Since the system is in equilibrium (not accelerating vertically), the sum of the vertical forces must be zero.

W(diver) + W(springboard) + Reaction force at right support + Force by hinge = 0

Substituting the weight formulas we derived earlier, we have:

(m(diver) * g) + (m(springboard) * g) + Reaction force at right support + Force by hinge = 0

Substituting the given values:

(59 kg * 9.8 m/s^2) + (32 kg * 9.8 m/s^2) + Reaction force at right support + Force by hinge = 0

Simplifying the equation:

(578.2 N) + (313.6 N) + Reaction force at right support + Force by hinge = 0

892.2 N + Reaction force at right support + Force by hinge = 0

Now, let's consider the torque (moment of force) acting on the system.

The torque created by the diver's weight wants to make the springboard rotate clockwise, while the torque created by the weight of the springboard wants to make the springboard rotate counterclockwise.
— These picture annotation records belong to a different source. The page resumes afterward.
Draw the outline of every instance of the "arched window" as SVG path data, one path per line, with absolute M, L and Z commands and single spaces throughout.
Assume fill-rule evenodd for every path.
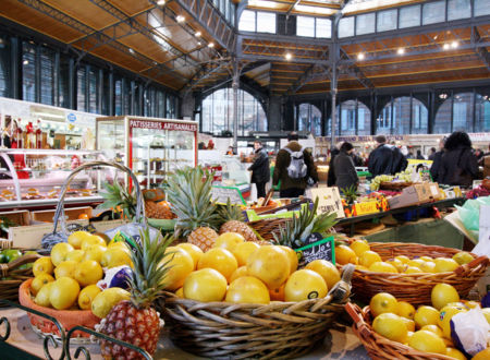
M 311 104 L 301 104 L 298 109 L 297 130 L 321 136 L 321 111 Z
M 266 112 L 260 103 L 249 93 L 238 89 L 238 136 L 247 136 L 250 131 L 267 131 Z M 233 132 L 233 89 L 221 88 L 203 100 L 200 131 L 221 134 Z
M 377 119 L 377 134 L 427 133 L 429 113 L 418 99 L 402 96 L 388 103 Z
M 434 133 L 450 133 L 452 131 L 471 132 L 473 127 L 473 93 L 461 93 L 448 97 L 439 107 L 433 124 Z M 439 95 L 444 98 L 446 94 Z

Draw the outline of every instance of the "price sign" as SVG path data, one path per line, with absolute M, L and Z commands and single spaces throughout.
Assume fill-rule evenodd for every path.
M 232 204 L 245 205 L 242 192 L 238 188 L 233 187 L 212 187 L 211 199 L 219 204 L 226 204 L 230 199 L 230 203 Z
M 333 237 L 323 237 L 316 232 L 308 237 L 306 245 L 296 249 L 295 251 L 301 254 L 302 263 L 309 264 L 314 260 L 327 260 L 332 264 L 335 264 L 335 245 Z
M 345 217 L 339 188 L 313 188 L 307 192 L 307 196 L 313 201 L 318 197 L 317 214 L 333 212 L 336 213 L 336 218 Z

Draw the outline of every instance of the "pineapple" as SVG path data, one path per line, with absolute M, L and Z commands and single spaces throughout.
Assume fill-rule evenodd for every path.
M 246 241 L 258 241 L 254 230 L 244 223 L 244 216 L 240 206 L 232 205 L 230 199 L 225 206 L 218 211 L 223 225 L 220 227 L 220 233 L 237 232 L 241 233 Z
M 179 170 L 169 179 L 167 199 L 177 216 L 175 237 L 187 238 L 203 251 L 212 248 L 219 221 L 216 204 L 211 202 L 212 175 L 200 166 Z
M 286 245 L 293 249 L 305 245 L 305 240 L 314 232 L 324 233 L 336 224 L 336 213 L 323 213 L 317 215 L 318 197 L 314 206 L 305 206 L 297 216 L 293 216 L 279 233 L 273 233 L 273 242 L 279 245 Z
M 97 329 L 110 337 L 133 344 L 150 356 L 157 349 L 160 334 L 160 316 L 152 308 L 166 286 L 168 263 L 162 262 L 172 237 L 150 239 L 149 229 L 140 232 L 140 244 L 136 243 L 131 257 L 134 264 L 128 278 L 131 299 L 119 302 L 98 325 Z M 106 359 L 142 359 L 136 351 L 101 340 L 101 353 Z

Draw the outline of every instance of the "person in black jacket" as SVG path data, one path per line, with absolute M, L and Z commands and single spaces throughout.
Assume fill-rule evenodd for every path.
M 469 188 L 478 177 L 478 160 L 471 151 L 471 141 L 463 131 L 453 132 L 445 142 L 438 182 Z
M 351 157 L 354 146 L 351 143 L 343 143 L 340 154 L 335 156 L 333 166 L 335 168 L 335 185 L 342 191 L 351 187 L 357 187 L 359 178 Z
M 266 197 L 266 184 L 270 180 L 269 155 L 258 140 L 254 142 L 255 159 L 248 168 L 252 171 L 252 182 L 257 187 L 257 197 Z
M 395 175 L 406 169 L 408 161 L 400 148 L 387 144 L 384 135 L 376 136 L 378 147 L 369 154 L 368 169 L 372 177 Z

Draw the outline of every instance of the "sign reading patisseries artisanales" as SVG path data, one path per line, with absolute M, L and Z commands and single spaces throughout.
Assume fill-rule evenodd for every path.
M 131 120 L 131 128 L 139 129 L 157 129 L 157 130 L 173 130 L 173 131 L 197 131 L 197 123 L 185 122 L 166 122 L 166 121 L 150 121 L 150 120 Z

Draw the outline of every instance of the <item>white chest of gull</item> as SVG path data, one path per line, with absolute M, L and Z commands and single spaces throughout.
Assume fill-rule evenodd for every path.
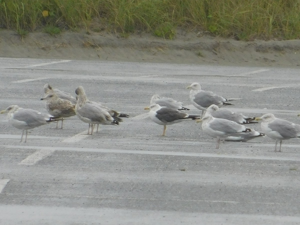
M 282 119 L 276 118 L 272 113 L 265 114 L 256 120 L 262 120 L 262 130 L 269 137 L 276 140 L 275 151 L 278 141 L 280 141 L 279 152 L 281 151 L 283 140 L 294 137 L 300 137 L 300 125 Z
M 28 130 L 55 120 L 54 117 L 50 115 L 30 109 L 20 108 L 16 105 L 9 106 L 6 109 L 0 112 L 1 113 L 7 113 L 10 123 L 16 128 L 22 130 L 20 142 L 22 142 L 24 130 L 26 131 L 24 142 L 26 142 Z
M 71 94 L 58 89 L 53 89 L 49 84 L 46 84 L 44 86 L 44 93 L 45 93 L 45 96 L 50 93 L 55 93 L 60 98 L 70 101 L 75 105 L 77 101 L 76 98 L 72 96 Z
M 182 103 L 172 98 L 160 97 L 158 94 L 154 94 L 151 98 L 150 105 L 158 104 L 160 106 L 165 106 L 171 109 L 175 109 L 179 110 L 189 110 L 189 109 L 182 106 Z
M 50 93 L 42 98 L 41 100 L 45 100 L 45 106 L 46 109 L 51 115 L 57 118 L 60 118 L 62 120 L 62 126 L 64 118 L 69 117 L 76 115 L 75 113 L 76 104 L 74 104 L 68 100 L 58 98 L 55 92 Z M 58 122 L 56 123 L 57 128 Z
M 91 127 L 91 134 L 92 135 L 95 124 L 119 125 L 118 122 L 114 119 L 107 111 L 98 104 L 88 99 L 82 86 L 78 86 L 75 92 L 78 96 L 75 112 L 80 119 L 89 124 L 88 134 L 89 134 L 90 127 Z
M 179 123 L 185 119 L 197 119 L 199 116 L 189 115 L 178 110 L 167 107 L 162 107 L 157 104 L 151 105 L 145 108 L 150 110 L 149 116 L 152 121 L 158 124 L 164 125 L 162 136 L 166 133 L 166 125 Z
M 227 99 L 221 96 L 214 94 L 211 92 L 207 92 L 201 89 L 201 86 L 198 83 L 193 83 L 188 86 L 190 91 L 190 99 L 194 106 L 197 109 L 202 110 L 203 112 L 213 104 L 219 107 L 225 105 L 232 105 L 233 104 L 227 102 L 229 101 L 236 99 Z
M 213 104 L 207 108 L 205 115 L 210 115 L 215 118 L 226 119 L 234 121 L 240 124 L 257 123 L 254 121 L 255 117 L 244 116 L 242 113 L 236 113 L 227 110 L 220 109 L 218 106 Z
M 216 148 L 219 148 L 220 140 L 224 140 L 232 135 L 253 131 L 250 128 L 235 122 L 225 119 L 214 118 L 211 115 L 204 116 L 197 122 L 202 122 L 203 131 L 211 137 L 217 138 Z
To balance the torques, the force applied by the hinge must create an equal and opposite torque.

The torque created by the weight of the diver can be calculated as T(diver) = (distance from hinge to diver) * (weight of diver)
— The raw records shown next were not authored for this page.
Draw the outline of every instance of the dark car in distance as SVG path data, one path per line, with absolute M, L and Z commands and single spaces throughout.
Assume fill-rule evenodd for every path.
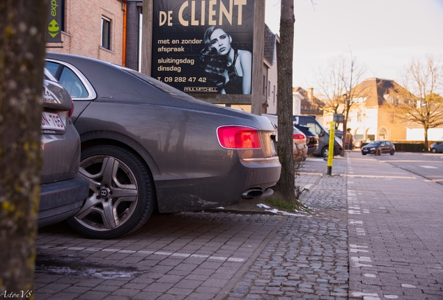
M 277 115 L 263 114 L 267 117 L 277 132 L 278 142 L 278 124 L 279 117 Z M 302 131 L 294 127 L 293 130 L 293 153 L 294 154 L 294 161 L 304 161 L 308 155 L 308 145 L 306 144 L 306 137 Z
M 129 234 L 155 207 L 195 210 L 272 194 L 281 165 L 267 118 L 98 60 L 47 53 L 46 67 L 75 104 L 89 195 L 68 222 L 81 234 Z
M 88 182 L 76 177 L 80 137 L 71 121 L 73 109 L 66 90 L 45 69 L 39 228 L 77 215 L 88 197 Z
M 432 153 L 443 153 L 443 138 L 430 145 Z
M 362 154 L 375 154 L 380 156 L 384 153 L 394 155 L 396 152 L 396 147 L 389 141 L 373 141 L 366 146 L 362 147 Z
M 307 154 L 315 153 L 318 149 L 318 135 L 311 131 L 307 126 L 294 124 L 294 126 L 306 136 L 306 144 L 308 146 Z

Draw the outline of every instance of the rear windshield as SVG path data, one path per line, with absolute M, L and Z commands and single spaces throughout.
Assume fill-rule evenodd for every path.
M 164 92 L 166 94 L 169 94 L 169 95 L 173 97 L 179 98 L 179 99 L 187 99 L 189 100 L 194 100 L 194 98 L 192 98 L 189 94 L 179 90 L 177 90 L 176 88 L 173 88 L 171 85 L 169 85 L 166 83 L 163 83 L 162 82 L 159 81 L 157 79 L 155 79 L 150 76 L 148 76 L 146 74 L 143 74 L 142 73 L 140 73 L 139 72 L 134 71 L 131 69 L 127 69 L 127 68 L 122 68 L 122 69 L 126 71 L 127 72 L 132 74 L 132 75 L 138 77 L 142 81 L 149 83 L 150 85 L 157 88 L 157 89 L 160 90 L 162 92 Z
M 380 142 L 371 142 L 368 144 L 368 146 L 378 146 L 380 144 Z

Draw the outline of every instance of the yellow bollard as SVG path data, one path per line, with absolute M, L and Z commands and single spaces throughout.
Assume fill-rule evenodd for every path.
M 327 174 L 332 174 L 332 160 L 334 160 L 334 143 L 335 142 L 335 122 L 331 122 L 331 129 L 329 130 L 329 147 L 327 155 Z

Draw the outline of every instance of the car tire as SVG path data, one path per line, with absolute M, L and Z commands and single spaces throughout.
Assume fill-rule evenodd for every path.
M 89 197 L 79 213 L 68 219 L 79 233 L 113 239 L 135 231 L 155 207 L 150 174 L 127 150 L 109 145 L 81 151 L 78 176 L 89 182 Z

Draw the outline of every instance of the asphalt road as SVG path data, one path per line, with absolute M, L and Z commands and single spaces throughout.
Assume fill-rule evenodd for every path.
M 380 156 L 366 155 L 362 157 L 387 162 L 443 185 L 443 153 L 396 152 L 394 156 L 382 154 Z
M 310 158 L 295 178 L 309 213 L 157 215 L 110 240 L 43 228 L 35 299 L 442 299 L 443 155 L 326 165 Z

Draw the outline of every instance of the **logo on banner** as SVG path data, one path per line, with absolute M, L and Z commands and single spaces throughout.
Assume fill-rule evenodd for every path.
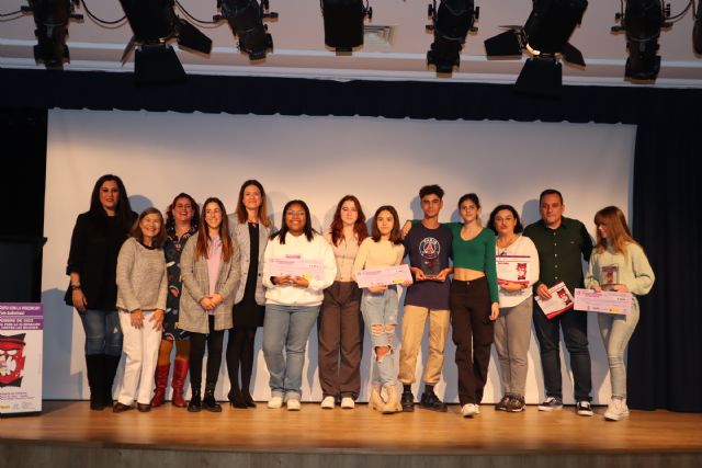
M 24 374 L 25 333 L 0 334 L 0 387 L 20 387 Z

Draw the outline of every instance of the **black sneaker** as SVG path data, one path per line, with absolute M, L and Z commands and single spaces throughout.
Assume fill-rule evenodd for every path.
M 592 412 L 592 407 L 590 406 L 590 402 L 586 400 L 578 401 L 578 404 L 575 407 L 575 410 L 581 416 L 591 416 L 592 414 L 595 414 Z
M 509 407 L 509 402 L 511 399 L 512 399 L 512 396 L 509 393 L 503 396 L 500 402 L 495 406 L 495 411 L 507 411 L 507 408 Z
M 415 396 L 411 391 L 403 391 L 399 403 L 403 406 L 403 412 L 411 413 L 415 411 Z
M 546 397 L 546 400 L 539 406 L 539 411 L 563 410 L 563 400 L 561 397 Z
M 512 396 L 512 398 L 510 398 L 509 402 L 507 403 L 507 411 L 510 413 L 519 413 L 521 411 L 524 411 L 525 406 L 526 403 L 524 403 L 524 397 L 521 397 L 519 395 Z
M 441 401 L 439 397 L 437 397 L 437 393 L 434 393 L 433 391 L 424 391 L 423 393 L 421 393 L 419 406 L 426 410 L 431 411 L 444 412 L 448 410 L 446 403 Z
The torque created by the weight of the springboard can be calculated as T(springboard) = (distance from hinge to center of springboard) * (weight of springboard)

Since the springboard is 3 m long and the right support is halfway along the board (1.5 m from the hinge), the distance from the hinge to the center of the springboard is 1.5 m.

Therefore:

T(diver) = (2 m) * (W(diver))
T(springboard) = (1.5 m) * (W(springboard))

To balance the torques, we have:

T(springboard) = T(diver)

Substituting the torque formulas we derived earlier, we have:

(1.5 m) * (W(springboard)) = (2 m) * (W(diver))

Substituting the weight formulas we derived earlier, we have:

(1.5 m) * (32 kg * 9.8 m/s^2) = (2 m) * (59 kg * 9.8 m/s^2)

Simplifying the equation:

(1.5 * 313.6 N) = (2 * 578.2 N)
470.4 N = 1156.4 N
470.4 N + 1156.4 N = 1626.8 N

The reaction force at the right support is 1626.8 N.

Since the sum of the vertical forces must be zero, the force exerted by the hinge can be calculated as:

Force by hinge = -(W(diver)) - (W(springboard)) - Reaction force at right support

Substituting the weight formulas we derived earlier and the given values:

Force by hinge = -(59 kg * 9.8 m/s^2) - (32 kg * 9.8 m/s^2) - (1626.8 N)

Force by hinge = -578.2 N - 313.6 N - 1626.8 N

Force by hinge = -2518.6 N

Since the force exerted by the hinge acts upward, the magnitude of the vertical force exerted by the hinge on the board is 2518.6 N.